An unsettling video from the U.S. Army’s Psychological Operations (PSYOP) division portrays faceless heads and displays and entones cryptic messages in order to recruit more soldiers for intellectual warfare.
“Ghosts in the Machine 2” was quietly released in the early morning hours of Thursday on the branch’s 4th PSYOP Group YouTube channel, exactly two years after the drop of the similarly perplexing original “Ghosts in the Machine” recruitment video.
The video starts with a quote from Nobel prize-winning author John Steinbeck on a pitch-black screen: “I am a little man and this is a little town, but there must be a spark in little men that can burst into flame.”

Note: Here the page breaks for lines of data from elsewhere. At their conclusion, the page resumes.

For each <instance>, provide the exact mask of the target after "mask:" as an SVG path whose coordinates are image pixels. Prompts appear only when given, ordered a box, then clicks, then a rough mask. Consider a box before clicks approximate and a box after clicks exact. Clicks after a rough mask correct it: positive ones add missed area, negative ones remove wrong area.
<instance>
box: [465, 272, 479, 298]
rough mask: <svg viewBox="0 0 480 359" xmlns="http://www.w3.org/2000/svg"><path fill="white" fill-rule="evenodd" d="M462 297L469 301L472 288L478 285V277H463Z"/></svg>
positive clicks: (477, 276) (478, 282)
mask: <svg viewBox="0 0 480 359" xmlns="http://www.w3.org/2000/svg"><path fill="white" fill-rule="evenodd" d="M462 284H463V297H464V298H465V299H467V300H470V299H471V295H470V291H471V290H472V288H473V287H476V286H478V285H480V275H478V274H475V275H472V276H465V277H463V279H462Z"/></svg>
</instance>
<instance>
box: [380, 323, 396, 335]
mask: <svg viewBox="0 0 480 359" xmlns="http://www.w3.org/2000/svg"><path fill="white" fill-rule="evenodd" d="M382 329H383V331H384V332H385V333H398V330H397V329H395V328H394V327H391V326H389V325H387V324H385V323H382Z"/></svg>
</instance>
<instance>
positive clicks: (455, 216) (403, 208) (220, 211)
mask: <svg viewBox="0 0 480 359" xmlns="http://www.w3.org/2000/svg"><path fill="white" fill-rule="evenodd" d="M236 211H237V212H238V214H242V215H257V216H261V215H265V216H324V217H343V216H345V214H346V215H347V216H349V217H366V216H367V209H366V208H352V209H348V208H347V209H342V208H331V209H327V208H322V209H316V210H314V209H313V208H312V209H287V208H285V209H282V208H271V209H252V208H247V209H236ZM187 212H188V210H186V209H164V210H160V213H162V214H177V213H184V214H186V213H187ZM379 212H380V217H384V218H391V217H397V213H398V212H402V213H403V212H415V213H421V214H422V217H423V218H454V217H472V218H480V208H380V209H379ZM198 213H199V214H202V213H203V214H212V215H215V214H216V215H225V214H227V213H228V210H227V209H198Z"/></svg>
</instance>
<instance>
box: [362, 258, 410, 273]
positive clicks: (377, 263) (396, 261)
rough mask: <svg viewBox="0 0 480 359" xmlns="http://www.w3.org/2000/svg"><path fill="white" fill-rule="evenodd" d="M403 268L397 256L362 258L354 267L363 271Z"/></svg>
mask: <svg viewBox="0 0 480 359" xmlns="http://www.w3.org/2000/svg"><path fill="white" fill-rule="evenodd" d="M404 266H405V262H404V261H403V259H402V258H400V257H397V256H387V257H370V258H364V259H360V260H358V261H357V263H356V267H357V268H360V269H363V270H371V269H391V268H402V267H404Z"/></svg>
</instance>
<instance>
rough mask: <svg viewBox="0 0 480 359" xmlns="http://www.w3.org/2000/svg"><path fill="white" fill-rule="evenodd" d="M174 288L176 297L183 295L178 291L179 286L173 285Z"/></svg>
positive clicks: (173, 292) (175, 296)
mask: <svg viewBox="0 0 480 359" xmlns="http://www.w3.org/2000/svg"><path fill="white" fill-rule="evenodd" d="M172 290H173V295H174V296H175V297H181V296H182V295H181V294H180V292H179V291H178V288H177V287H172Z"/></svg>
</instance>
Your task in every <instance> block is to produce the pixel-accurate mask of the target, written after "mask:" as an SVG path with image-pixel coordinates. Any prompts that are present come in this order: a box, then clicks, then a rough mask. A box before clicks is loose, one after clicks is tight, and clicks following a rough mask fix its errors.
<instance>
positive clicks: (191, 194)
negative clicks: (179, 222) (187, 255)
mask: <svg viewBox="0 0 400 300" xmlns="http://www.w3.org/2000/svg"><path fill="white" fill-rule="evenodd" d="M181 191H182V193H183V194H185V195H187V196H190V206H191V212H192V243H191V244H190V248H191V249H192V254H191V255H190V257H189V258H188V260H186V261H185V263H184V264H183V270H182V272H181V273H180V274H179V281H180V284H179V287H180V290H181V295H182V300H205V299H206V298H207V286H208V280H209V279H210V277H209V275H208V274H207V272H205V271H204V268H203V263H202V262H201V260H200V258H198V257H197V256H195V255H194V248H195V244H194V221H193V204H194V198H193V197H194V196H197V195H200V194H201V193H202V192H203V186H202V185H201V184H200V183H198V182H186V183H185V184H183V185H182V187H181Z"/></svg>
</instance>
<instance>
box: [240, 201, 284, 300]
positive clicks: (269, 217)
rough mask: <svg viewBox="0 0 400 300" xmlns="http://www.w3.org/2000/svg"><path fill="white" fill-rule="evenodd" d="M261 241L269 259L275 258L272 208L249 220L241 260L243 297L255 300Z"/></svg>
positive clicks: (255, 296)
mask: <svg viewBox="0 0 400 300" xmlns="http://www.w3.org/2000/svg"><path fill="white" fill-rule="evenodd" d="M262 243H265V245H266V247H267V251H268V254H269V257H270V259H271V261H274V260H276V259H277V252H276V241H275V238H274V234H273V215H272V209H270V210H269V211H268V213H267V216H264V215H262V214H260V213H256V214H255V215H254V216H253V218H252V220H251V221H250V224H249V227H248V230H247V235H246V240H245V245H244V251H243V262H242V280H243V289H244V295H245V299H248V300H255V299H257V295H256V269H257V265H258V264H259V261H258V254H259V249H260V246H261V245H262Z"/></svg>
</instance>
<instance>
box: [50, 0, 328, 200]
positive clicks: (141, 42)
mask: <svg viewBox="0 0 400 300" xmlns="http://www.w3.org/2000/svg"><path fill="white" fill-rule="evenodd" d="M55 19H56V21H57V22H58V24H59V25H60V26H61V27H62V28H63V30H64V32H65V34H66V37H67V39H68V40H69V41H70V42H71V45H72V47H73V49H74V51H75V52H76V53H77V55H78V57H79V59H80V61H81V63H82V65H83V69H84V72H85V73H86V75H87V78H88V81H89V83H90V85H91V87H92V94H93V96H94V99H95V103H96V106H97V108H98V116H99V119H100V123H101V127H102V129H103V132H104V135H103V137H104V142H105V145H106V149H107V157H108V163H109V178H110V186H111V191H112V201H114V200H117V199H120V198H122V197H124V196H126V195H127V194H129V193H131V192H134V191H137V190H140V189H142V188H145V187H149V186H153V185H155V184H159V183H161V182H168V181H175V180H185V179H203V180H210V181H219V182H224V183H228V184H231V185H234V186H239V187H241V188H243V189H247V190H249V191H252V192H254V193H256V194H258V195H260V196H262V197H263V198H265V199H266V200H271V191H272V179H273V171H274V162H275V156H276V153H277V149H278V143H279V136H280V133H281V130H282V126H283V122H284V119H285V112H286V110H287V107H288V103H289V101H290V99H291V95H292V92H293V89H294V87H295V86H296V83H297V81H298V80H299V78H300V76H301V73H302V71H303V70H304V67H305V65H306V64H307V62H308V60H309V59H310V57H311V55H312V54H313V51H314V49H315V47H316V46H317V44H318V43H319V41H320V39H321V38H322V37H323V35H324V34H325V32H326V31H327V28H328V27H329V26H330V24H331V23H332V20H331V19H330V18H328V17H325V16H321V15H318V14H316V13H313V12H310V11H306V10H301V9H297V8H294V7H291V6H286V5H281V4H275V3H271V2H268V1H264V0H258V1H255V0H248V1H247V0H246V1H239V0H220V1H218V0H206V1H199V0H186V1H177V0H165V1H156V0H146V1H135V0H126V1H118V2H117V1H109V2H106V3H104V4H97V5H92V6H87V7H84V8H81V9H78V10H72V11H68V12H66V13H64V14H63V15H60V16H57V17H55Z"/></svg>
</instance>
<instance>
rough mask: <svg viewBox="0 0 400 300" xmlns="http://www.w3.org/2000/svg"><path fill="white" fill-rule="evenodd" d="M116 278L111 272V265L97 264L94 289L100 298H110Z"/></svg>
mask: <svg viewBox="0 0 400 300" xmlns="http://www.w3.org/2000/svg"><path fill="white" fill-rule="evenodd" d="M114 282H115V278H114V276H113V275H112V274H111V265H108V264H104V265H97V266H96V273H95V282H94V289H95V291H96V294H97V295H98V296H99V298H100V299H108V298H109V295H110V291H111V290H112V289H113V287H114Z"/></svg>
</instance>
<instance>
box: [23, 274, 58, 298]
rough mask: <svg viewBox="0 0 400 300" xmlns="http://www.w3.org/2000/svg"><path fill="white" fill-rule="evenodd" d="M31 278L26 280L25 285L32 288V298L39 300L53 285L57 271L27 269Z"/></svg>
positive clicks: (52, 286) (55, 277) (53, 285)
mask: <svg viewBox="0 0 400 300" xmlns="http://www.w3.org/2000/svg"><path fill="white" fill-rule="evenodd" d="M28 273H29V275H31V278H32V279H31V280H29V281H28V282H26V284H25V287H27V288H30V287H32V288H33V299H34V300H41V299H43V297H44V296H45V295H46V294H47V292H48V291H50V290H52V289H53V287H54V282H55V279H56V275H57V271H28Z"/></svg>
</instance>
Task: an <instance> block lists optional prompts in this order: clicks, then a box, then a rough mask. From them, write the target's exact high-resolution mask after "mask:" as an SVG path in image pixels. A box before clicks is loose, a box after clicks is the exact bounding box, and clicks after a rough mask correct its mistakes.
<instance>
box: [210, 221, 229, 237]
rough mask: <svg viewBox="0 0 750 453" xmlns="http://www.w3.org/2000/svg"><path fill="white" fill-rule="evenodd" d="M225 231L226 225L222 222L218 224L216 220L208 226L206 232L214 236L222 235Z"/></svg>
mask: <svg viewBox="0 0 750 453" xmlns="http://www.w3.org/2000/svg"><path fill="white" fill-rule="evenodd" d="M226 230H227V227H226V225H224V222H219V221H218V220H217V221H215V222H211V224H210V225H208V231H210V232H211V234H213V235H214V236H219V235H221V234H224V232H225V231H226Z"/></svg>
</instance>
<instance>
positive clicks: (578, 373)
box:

An audio recording of some of the late President John F. Kennedy’s June 1963 remarks in West Berlin then plays in the background as the on-screen text states that the biggest “weapon” in the hands of an oppressor is “the mind of the oppressed.”
Dark, haunting imagery including masks, ghosts, and burning, faceless mannequins flashes across the scene as recognizable historic speeches and flashing text continue:
“Behind every idea… a belief… PSYWAR”
“Behind every choice… invisible hands”
“Behind every emotion… fire”
The video ends with intense music, war footage, and the question: “Do you believe in the power of words and ideas?”
“WE BELIEVE” is then displayed in large font before the link to the Army’s Special Operations recruiting page.
According to the branch’s PSYOP career page, soldiers are trained to “strategically influence and deceive” in order to “help sway opinions and actions of foreign governments, groups, and individuals.”
“It’s a recruiting video,” the Army major who created the video told the Associated Press ahead of the release. “Someone who watches it and thinks, wow, that was effective, how was it constructed — that’s the kind of creative mindset we’re looking for.”
The major, who asked to not be named, is a member of the 8th Psychological Operations Group based at Fort Liberty, North Carolina.